You're right that a lot of indie games are metroidvanias or roguelites. However, AAA games exist on an incredibly narrow scope these days too. You have shooters, sports, open-world action games, and that's basically it. Rarely do you see big studios deviate into unknown or experimental mechanics.
Indie studios have produced a lot of games with varied mechanics that are just a huge breath of fresh air for me, personally.
You'd never see a AAA studio making Factorio or Satisfactory, for instance. Probably unlikely to see them make a game like Darkest Dungeon, or Don't Starve, or Stardew Valley or Terraria or Starbound or.. the list goes on. You just might have to look a bit deeper to dig through the roguelikes and platformers.
A little reductive I would say? I would add at least:
* Puzzle (The Witness, Baba is You, Antichamber, Manifold Garden, ...)
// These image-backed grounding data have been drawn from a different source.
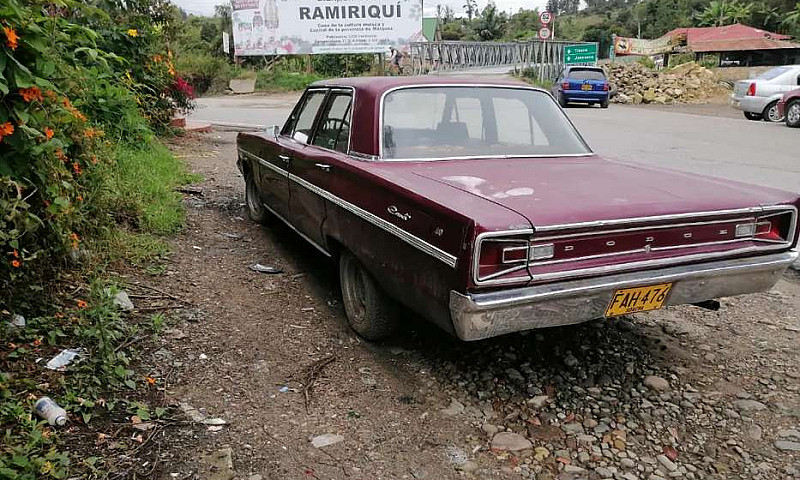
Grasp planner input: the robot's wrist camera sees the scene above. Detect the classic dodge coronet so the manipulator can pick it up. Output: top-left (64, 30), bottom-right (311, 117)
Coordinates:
top-left (237, 77), bottom-right (800, 340)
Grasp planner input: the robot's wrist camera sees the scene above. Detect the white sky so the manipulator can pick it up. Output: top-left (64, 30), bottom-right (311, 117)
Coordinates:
top-left (172, 0), bottom-right (547, 16)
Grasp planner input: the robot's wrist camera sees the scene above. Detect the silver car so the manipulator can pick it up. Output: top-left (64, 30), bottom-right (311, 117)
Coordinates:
top-left (731, 65), bottom-right (800, 122)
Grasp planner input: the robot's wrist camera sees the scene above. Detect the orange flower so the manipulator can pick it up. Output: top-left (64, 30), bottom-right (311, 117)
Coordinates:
top-left (0, 122), bottom-right (14, 142)
top-left (3, 27), bottom-right (19, 50)
top-left (19, 87), bottom-right (44, 103)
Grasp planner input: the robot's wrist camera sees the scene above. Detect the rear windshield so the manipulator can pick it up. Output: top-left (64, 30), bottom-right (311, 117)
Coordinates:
top-left (381, 86), bottom-right (591, 159)
top-left (756, 67), bottom-right (791, 80)
top-left (567, 68), bottom-right (606, 80)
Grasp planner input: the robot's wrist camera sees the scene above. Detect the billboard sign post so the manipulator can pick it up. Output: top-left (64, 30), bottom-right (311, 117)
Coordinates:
top-left (232, 0), bottom-right (422, 56)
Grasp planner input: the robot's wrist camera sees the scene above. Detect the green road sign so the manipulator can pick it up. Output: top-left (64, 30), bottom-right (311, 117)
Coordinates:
top-left (564, 43), bottom-right (597, 65)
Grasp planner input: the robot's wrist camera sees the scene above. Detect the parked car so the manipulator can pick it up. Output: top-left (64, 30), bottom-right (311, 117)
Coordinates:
top-left (553, 67), bottom-right (609, 108)
top-left (237, 77), bottom-right (800, 340)
top-left (731, 65), bottom-right (800, 122)
top-left (778, 88), bottom-right (800, 128)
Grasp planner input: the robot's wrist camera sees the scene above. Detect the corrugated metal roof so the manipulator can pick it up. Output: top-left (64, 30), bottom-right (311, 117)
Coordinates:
top-left (665, 23), bottom-right (800, 53)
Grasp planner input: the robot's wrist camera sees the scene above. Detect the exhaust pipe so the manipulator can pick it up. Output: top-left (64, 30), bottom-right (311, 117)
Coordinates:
top-left (692, 300), bottom-right (721, 312)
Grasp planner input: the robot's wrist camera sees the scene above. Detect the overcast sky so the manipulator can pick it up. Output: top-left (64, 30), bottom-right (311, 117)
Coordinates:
top-left (172, 0), bottom-right (547, 15)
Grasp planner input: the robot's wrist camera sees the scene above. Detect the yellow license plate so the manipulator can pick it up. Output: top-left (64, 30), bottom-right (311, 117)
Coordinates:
top-left (606, 283), bottom-right (672, 317)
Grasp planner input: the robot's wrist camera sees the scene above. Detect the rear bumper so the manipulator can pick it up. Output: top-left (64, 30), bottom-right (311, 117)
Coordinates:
top-left (731, 96), bottom-right (769, 113)
top-left (450, 250), bottom-right (798, 340)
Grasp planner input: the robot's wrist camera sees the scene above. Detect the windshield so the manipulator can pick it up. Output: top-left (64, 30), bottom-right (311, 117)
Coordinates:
top-left (756, 67), bottom-right (790, 80)
top-left (567, 68), bottom-right (606, 81)
top-left (382, 86), bottom-right (591, 159)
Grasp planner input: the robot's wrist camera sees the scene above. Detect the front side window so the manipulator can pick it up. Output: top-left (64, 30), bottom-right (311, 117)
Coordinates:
top-left (283, 90), bottom-right (326, 143)
top-left (314, 92), bottom-right (352, 153)
top-left (382, 87), bottom-right (591, 159)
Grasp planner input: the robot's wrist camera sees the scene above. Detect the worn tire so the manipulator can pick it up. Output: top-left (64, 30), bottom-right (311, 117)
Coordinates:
top-left (786, 100), bottom-right (800, 128)
top-left (762, 101), bottom-right (783, 123)
top-left (339, 251), bottom-right (398, 340)
top-left (244, 174), bottom-right (269, 225)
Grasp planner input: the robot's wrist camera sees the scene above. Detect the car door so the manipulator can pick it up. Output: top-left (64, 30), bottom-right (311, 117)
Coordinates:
top-left (289, 88), bottom-right (353, 249)
top-left (268, 89), bottom-right (327, 222)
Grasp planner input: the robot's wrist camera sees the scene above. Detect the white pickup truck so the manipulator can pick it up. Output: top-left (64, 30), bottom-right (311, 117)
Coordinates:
top-left (731, 65), bottom-right (800, 122)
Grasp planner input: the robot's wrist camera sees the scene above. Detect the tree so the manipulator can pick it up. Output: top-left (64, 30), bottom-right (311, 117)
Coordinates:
top-left (464, 0), bottom-right (478, 22)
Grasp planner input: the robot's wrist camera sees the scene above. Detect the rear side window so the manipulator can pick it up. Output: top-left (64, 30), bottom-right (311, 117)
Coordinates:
top-left (282, 90), bottom-right (326, 143)
top-left (314, 92), bottom-right (353, 153)
top-left (568, 68), bottom-right (606, 81)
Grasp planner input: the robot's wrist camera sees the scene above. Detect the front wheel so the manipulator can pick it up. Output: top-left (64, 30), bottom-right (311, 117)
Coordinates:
top-left (244, 174), bottom-right (269, 225)
top-left (786, 100), bottom-right (800, 128)
top-left (339, 251), bottom-right (398, 340)
top-left (764, 102), bottom-right (783, 123)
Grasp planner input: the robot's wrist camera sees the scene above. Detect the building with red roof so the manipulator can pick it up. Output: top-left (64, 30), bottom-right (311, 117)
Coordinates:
top-left (664, 23), bottom-right (800, 66)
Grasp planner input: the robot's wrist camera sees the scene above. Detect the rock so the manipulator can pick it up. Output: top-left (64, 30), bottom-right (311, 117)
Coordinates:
top-left (733, 400), bottom-right (767, 412)
top-left (644, 375), bottom-right (670, 392)
top-left (442, 400), bottom-right (464, 416)
top-left (775, 440), bottom-right (800, 452)
top-left (528, 395), bottom-right (550, 408)
top-left (656, 455), bottom-right (678, 472)
top-left (309, 433), bottom-right (344, 448)
top-left (114, 290), bottom-right (135, 312)
top-left (492, 432), bottom-right (533, 452)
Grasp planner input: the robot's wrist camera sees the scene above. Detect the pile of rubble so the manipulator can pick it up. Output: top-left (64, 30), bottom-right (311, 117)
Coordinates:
top-left (606, 62), bottom-right (726, 104)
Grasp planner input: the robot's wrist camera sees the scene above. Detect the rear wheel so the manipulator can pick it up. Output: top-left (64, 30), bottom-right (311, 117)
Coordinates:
top-left (339, 251), bottom-right (398, 340)
top-left (764, 102), bottom-right (783, 123)
top-left (786, 100), bottom-right (800, 128)
top-left (244, 173), bottom-right (269, 225)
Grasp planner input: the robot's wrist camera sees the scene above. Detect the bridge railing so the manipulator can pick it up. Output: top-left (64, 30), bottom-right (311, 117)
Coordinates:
top-left (410, 40), bottom-right (592, 79)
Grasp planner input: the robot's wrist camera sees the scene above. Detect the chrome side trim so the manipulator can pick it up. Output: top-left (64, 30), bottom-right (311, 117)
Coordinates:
top-left (450, 250), bottom-right (798, 341)
top-left (378, 83), bottom-right (595, 162)
top-left (289, 173), bottom-right (458, 268)
top-left (239, 148), bottom-right (456, 268)
top-left (262, 203), bottom-right (333, 258)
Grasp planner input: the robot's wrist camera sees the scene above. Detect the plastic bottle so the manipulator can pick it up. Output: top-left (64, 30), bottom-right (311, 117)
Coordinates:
top-left (34, 397), bottom-right (67, 427)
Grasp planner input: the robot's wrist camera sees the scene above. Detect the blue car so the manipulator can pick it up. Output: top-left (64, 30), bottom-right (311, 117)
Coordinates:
top-left (553, 67), bottom-right (609, 108)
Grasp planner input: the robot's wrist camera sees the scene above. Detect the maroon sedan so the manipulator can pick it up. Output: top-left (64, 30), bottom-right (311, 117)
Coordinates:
top-left (237, 77), bottom-right (800, 340)
top-left (778, 89), bottom-right (800, 128)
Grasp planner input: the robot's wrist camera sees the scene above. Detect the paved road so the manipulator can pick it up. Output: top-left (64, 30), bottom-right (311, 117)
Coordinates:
top-left (191, 94), bottom-right (800, 191)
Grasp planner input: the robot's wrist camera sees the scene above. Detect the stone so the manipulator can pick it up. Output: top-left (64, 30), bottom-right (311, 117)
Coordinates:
top-left (309, 433), bottom-right (344, 448)
top-left (528, 395), bottom-right (550, 408)
top-left (656, 455), bottom-right (678, 472)
top-left (775, 440), bottom-right (800, 452)
top-left (492, 432), bottom-right (533, 452)
top-left (114, 290), bottom-right (136, 312)
top-left (733, 400), bottom-right (767, 412)
top-left (644, 375), bottom-right (670, 392)
top-left (442, 400), bottom-right (464, 416)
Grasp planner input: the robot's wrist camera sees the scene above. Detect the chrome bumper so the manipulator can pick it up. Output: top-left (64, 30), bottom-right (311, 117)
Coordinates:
top-left (450, 250), bottom-right (798, 340)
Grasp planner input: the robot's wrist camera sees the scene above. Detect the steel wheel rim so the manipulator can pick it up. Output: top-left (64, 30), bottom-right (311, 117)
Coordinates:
top-left (767, 105), bottom-right (782, 122)
top-left (786, 102), bottom-right (800, 123)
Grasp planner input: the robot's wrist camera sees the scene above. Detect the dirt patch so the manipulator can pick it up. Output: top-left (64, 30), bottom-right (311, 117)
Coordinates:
top-left (138, 133), bottom-right (800, 480)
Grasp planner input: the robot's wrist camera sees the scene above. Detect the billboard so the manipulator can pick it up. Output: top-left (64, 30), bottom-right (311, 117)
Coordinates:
top-left (231, 0), bottom-right (424, 56)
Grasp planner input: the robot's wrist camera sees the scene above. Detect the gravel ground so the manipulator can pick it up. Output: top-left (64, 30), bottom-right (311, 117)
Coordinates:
top-left (141, 133), bottom-right (800, 480)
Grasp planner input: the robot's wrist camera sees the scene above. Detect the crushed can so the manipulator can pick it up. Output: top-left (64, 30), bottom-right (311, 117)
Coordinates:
top-left (33, 397), bottom-right (67, 427)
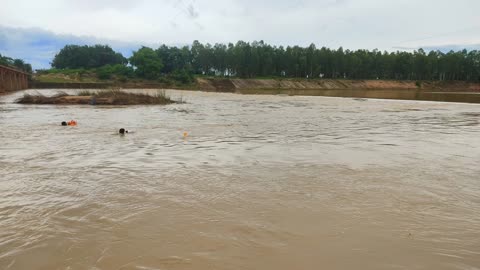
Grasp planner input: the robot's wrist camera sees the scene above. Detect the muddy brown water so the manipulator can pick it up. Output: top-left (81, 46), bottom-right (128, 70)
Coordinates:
top-left (0, 90), bottom-right (480, 270)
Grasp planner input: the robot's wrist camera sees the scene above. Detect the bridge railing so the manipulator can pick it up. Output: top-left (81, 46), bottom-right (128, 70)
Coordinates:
top-left (0, 65), bottom-right (30, 92)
* Survival/open-world (Minecraft, Terraria, Don't Starve, Subnautica, The Long Dark, ...)
* Horror (Amnesia, Outlast, Layers of Fear, Five Nights at Freddy's ...)
* Management/simulation (Factorio, Stardew Valley, Kerbal Space Program, ...)
* Metroidvanias (Cave Story, Hollow Knight, Ori and the Blind Forest, ...)
* "Walking simulators" (The Stanley Parable, Gone Home, Firewatch, ...)
Some of these maybe you'd disagree with (Are Metroidvanias just platformers? Can Minecraft still be put on a list of indie games?), but I personally think it's a crime to omit at least puzzle games and survival games. The offerings from the AAA space for those is not very impressive compared to the indie space.
There's tycoon games and strategy too. Stardew Valley and Rimworld are at the top of their genres. And games like Dominions, Telltale games. Horror might be up there.
Do we count mods? DotA and CS would be indie if so, but are now quite commercial.
This isn't true, there are plenty of trivial examples to counter this notion.
e.g. Annapurna Interactive has been publishing AAA-quality titles from indie devs for a long time. And most of those games don't fall into the roguelike or platformer vertical.
Roguelike just means you can beat it in one sitting now, which is a very good niche for indie games if you think about it. Slay The Spire, FTL, Rogue Legacy, and For the King are all "roguelike" but fill completely different niches in terms of actual gameplay and features and all are awesome.
That's not true. Microprose is back and have a lot of indie developed titles coming out this year. They are almost singlehandedly bringing the wargaming genre back from the dead.
I wonder where do Paradox strategy games fall, Crusader Kings / Europa Universalis ones. They definitely don't look AAA, despite offering a very deep gameplay.
I love indie games but I also wish there was a middle ground between the current generation of AAA titles (not typically my cup of tea) and the indie community
There does seem to be a void in between the two. It's so rare I come across one that it's a surprise. Hell Let Loose was one of those surprises for me. It's definitely in the space of "AA but not AAA" games.
>> There actually are a ton of gaming companies right now.
Yeah, but from TFA:
>> Upon close, Microsoft will have 30 internal game development studios, along with additional publishing and esports production capabilities.
I don't see a need for this and agree with the notion that companies should not buy companies. There are cases where it makes sense, but I think another mechanism needs to be created because buying and selling companies is often too much like buying and selling people in addition to being anti-competitive.
Go browse itch.io for some inspiration. There's thousands of indie games there. A lot are no more than student projects and demos, but some are really polished and inventive.